Incorporating positive psychiatry with children and adolescents
SECOND OF 4 PARTS
The principles and practices of positive psychiatry can be readily adapted into routine practice.
Rather, incorporating positive psychiatry is best viewed as the creation of a supplementary toolbox that allows clinicians an expanded set of focus areas that can be used along with traditional psychotherapy and pharmacotherapy to help patients achieve a more robust and sustained response to treatment.4,5,15 The positive psychiatrist looks beyond the individual to examine a youth’s entire environment, and beyond areas of challenge to assess strengths, hopes, and aspirations.16 While many of these values are already in the formal description of a child psychiatrist, these priorities can take a back seat when trying to get through a busy day. For some, being a positive child psychiatrist means prescribing exercise rather than a sleep medication, assessing a child’s character strengths in addition to their behavioral challenges, or discussing the concept of parental warmth and how a struggling mother or father can replenish their tank when it feels like there is little left to give. It can mean reading literature on subjects such as happiness and optimal parenting practices in addition to depression and child maltreatment, and seeing oneself as an expert in mental health rather than just mental illness.

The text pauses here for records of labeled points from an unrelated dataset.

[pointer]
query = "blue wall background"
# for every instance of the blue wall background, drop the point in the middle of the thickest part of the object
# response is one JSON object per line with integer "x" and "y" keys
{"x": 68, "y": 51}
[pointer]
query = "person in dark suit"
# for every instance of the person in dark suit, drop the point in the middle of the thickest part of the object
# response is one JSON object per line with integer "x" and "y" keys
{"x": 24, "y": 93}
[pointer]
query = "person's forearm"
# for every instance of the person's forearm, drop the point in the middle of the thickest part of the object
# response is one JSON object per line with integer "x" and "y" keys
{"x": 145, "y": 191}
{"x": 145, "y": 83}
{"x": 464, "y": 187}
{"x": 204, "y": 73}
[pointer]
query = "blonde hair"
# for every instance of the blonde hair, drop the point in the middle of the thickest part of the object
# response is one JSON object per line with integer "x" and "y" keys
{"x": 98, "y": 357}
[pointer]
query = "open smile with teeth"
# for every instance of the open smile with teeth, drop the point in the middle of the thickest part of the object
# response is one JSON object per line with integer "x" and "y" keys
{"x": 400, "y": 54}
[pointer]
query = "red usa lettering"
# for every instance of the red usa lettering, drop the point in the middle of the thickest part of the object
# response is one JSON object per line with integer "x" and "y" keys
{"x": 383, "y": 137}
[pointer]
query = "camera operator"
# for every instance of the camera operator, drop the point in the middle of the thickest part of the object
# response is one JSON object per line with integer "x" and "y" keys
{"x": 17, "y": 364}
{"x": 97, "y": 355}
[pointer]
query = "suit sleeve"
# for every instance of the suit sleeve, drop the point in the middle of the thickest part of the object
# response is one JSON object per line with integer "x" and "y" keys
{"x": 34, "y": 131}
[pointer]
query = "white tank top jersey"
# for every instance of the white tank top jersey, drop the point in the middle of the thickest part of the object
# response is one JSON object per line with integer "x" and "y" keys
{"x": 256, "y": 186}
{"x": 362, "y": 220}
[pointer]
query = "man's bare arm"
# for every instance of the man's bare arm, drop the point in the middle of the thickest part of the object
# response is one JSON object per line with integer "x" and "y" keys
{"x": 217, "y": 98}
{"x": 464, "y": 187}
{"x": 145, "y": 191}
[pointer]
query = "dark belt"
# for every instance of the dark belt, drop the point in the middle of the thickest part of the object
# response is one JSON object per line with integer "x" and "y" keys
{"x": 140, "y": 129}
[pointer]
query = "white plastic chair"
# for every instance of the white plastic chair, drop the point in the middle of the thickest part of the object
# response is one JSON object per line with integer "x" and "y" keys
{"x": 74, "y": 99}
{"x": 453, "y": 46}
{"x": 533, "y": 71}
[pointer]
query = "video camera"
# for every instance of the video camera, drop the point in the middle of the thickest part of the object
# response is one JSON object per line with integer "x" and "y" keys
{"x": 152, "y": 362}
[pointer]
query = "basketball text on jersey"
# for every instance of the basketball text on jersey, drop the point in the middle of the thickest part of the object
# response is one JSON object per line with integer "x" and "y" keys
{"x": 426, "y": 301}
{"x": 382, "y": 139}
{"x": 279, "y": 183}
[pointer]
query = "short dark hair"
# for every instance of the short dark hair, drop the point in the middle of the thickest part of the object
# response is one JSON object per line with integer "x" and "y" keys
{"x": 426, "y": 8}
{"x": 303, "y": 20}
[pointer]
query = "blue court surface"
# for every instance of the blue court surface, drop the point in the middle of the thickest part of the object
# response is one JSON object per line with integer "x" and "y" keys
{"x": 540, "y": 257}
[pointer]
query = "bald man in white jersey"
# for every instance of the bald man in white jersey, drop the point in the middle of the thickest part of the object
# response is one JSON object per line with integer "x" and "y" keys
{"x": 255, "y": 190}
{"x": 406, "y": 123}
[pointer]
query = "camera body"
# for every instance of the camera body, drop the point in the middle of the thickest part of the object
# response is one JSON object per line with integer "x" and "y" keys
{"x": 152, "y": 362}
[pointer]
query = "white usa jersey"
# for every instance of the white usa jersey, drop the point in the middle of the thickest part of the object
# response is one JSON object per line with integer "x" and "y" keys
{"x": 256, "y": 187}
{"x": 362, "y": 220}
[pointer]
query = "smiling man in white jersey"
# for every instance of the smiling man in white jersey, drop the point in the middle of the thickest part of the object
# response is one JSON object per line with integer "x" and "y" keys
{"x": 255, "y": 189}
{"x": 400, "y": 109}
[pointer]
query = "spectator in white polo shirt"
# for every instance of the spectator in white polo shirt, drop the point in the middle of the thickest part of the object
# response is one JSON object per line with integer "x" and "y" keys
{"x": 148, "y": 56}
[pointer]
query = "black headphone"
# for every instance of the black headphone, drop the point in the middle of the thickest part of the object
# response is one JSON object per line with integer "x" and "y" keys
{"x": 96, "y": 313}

I have published a previous case example of positive psychiatry.17 Here I provide a brief vignette to further illustrate these concepts, and to compare traditional vs positive child psychiatry (Table 2).

CASE REPORT
Tyler, age 7, presents to a child and adolescent psychiatrist for refractory ADHD problems, continued defiance, and aggressive outbursts. Approximately 1 year ago, Tyler’s pediatrician had diagnosed him with fairly classic ADHD symptoms and prescribed long-acting methylphenidate. Tyler’s attention has improved somewhat at school, but there remains a significant degree of conflict and dysregulation at home. Tyler remains easily frustrated and is often very negative. The pediatrician is looking for additional treatment recommendations.
Traditional approach
The child psychiatrist assesses Tyler and gathers data from the patient, his parents, and his school. She confirms the diagnosis of ADHD, but in reviewing other potential conditions also discovers that Tyler meets DSM-5 criteria for oppositional defiant disorder. The clinician suspects there may also be a co-occurring learning disability and notices that Tyler has chronic difficulties getting to sleep. She also hypothesizes the stimulant medication is wearing off at about the time Tyler gets home from school. The psychiatrist recommends adding an immediate-release formulation of methylphenidate upon return from school, melatonin at night, a school psychoeducational assessment, and behavioral therapy for Tyler and his parents to focus on his disrespectful and oppositional behavior.
Three months later, there has been incremental improvement with the additional medication and a school individualized education plan. Tyler is also working with a therapist, who does some play therapy with Tyler and works on helping his parents create incentives for prosocial behavior, but progress has been slow and the amount of improvement in this area is minimal. Further, the initial positive effect of the melatonin on sleep has waned lately, and the parents now ask about “something stronger.”